Set resource limits or Ollama will eat your server
A large model pull, a stuck inference job, or a runaway embedding task will pin your CPU at 100% and take everything else on the host down with it.
deploy:
resources:
limits:
cpus: '2.0'
memory: 4G
Adjust based on your hardware. The point is to set a ceiling so one stuck job can't take the whole machine down.

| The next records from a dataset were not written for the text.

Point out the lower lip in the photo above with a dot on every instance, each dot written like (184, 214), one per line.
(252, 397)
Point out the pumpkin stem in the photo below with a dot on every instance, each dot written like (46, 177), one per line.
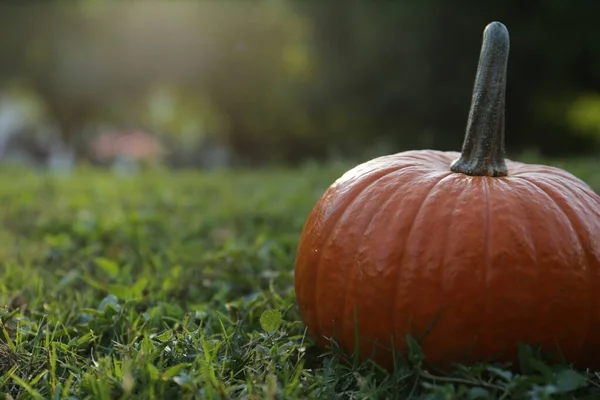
(483, 149)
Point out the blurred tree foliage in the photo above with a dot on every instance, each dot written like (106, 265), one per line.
(283, 81)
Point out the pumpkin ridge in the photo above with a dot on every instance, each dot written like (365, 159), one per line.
(488, 260)
(401, 268)
(326, 243)
(588, 267)
(351, 275)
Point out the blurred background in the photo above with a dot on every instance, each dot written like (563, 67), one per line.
(214, 84)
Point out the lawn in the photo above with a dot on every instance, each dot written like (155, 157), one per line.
(167, 285)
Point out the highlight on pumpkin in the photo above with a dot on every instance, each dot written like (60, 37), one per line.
(404, 240)
(299, 200)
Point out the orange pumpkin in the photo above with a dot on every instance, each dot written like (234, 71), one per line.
(485, 251)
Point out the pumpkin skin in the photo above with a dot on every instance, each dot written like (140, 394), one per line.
(487, 252)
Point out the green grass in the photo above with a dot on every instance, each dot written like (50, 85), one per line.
(180, 285)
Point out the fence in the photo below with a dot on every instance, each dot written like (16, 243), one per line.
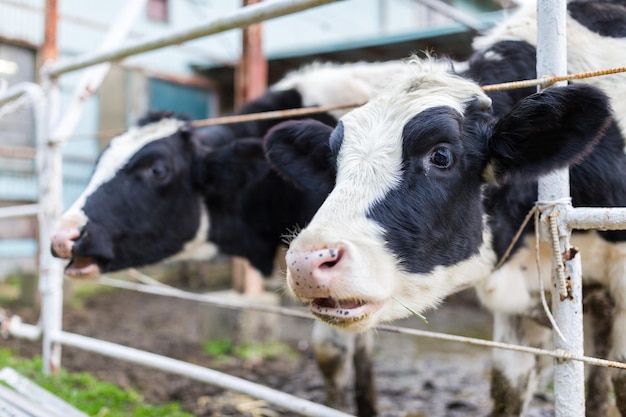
(559, 218)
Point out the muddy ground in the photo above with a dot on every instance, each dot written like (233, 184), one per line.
(415, 376)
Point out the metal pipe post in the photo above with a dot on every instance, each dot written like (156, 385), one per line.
(569, 376)
(239, 18)
(50, 174)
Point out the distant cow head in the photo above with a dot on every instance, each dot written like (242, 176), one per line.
(164, 191)
(141, 205)
(404, 224)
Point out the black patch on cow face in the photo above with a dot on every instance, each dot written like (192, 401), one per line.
(336, 139)
(299, 151)
(442, 222)
(605, 18)
(146, 212)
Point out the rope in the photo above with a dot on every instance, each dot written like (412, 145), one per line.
(166, 290)
(538, 207)
(305, 111)
(542, 290)
(551, 79)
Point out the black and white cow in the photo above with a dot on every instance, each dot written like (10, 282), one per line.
(162, 191)
(433, 180)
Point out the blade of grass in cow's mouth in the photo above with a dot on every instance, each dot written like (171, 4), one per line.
(342, 311)
(82, 267)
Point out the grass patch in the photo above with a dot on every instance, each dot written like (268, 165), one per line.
(83, 391)
(224, 349)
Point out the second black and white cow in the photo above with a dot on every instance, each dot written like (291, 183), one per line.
(432, 181)
(163, 191)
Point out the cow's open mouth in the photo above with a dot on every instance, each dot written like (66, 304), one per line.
(82, 267)
(342, 313)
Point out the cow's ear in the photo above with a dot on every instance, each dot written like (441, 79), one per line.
(205, 139)
(248, 163)
(546, 131)
(298, 150)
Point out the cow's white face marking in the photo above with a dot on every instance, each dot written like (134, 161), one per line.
(369, 166)
(113, 158)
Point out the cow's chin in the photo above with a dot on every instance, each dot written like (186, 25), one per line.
(350, 315)
(82, 267)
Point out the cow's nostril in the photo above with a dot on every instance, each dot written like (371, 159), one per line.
(335, 256)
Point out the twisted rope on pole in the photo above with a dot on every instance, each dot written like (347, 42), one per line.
(549, 80)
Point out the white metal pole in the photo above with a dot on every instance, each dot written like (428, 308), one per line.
(239, 18)
(569, 377)
(93, 77)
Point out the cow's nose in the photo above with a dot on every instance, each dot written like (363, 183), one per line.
(312, 271)
(63, 241)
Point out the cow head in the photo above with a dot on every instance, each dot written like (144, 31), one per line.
(405, 224)
(157, 188)
(142, 204)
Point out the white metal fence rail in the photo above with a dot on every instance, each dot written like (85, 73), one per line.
(551, 60)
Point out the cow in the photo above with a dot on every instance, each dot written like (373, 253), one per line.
(433, 177)
(217, 185)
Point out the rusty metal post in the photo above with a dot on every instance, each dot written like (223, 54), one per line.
(49, 51)
(50, 186)
(250, 83)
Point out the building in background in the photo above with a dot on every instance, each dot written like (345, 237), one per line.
(195, 78)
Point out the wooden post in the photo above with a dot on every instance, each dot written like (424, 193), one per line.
(250, 83)
(49, 51)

Set log limits or your disk will disappear
Ollama is surprisingly chatty. Running 24/7, the logs accumulate fast. Left unchecked they'll fill your disk over days or weeks until something breaks in a confusing way.
logging:
driver: json-file
options:
max-size: "10m"
max-file: "3"
And run this occasionally to clean up dangling volumes from crashed containers:
docker system prune
Safe to run — it removes stopped containers and dangling images but won't touch your ~/.ollama directory or Docker volumes. Your 50GB of models are not going anywhere.
The full checklist
# 1. Bind Ollama to localhost only
ports: "127.0.0.1:11434:11434"
# 2. Set specific CORS origins
OLLAMA_ORIGINS=https://your-webui-domain.com
# 3. Move API keys to .env
OPENROUTER_KEY=${OPENROUTER_KEY}
# 4. Set resource limits
deploy.resources.limits: cpus 2.0, memory 4G
# 5. Set log rotation
logging.driver: json-file, max-size 10m, max-file 3
# 6. Check for port exposure
curl http://YOUR_SERVER_IP:11434 (from mobile data)
The Docker Auditor catches all of this automatically. Paste your compose file — exposed ports, hardcoded secrets, missing limits, missing healthchecks — flagged in one pass.
The model layer gets all the attention. The infrastructure layer underneath is where things quietly go wrong. Go run that curl command. Off Wi-Fi. Right now.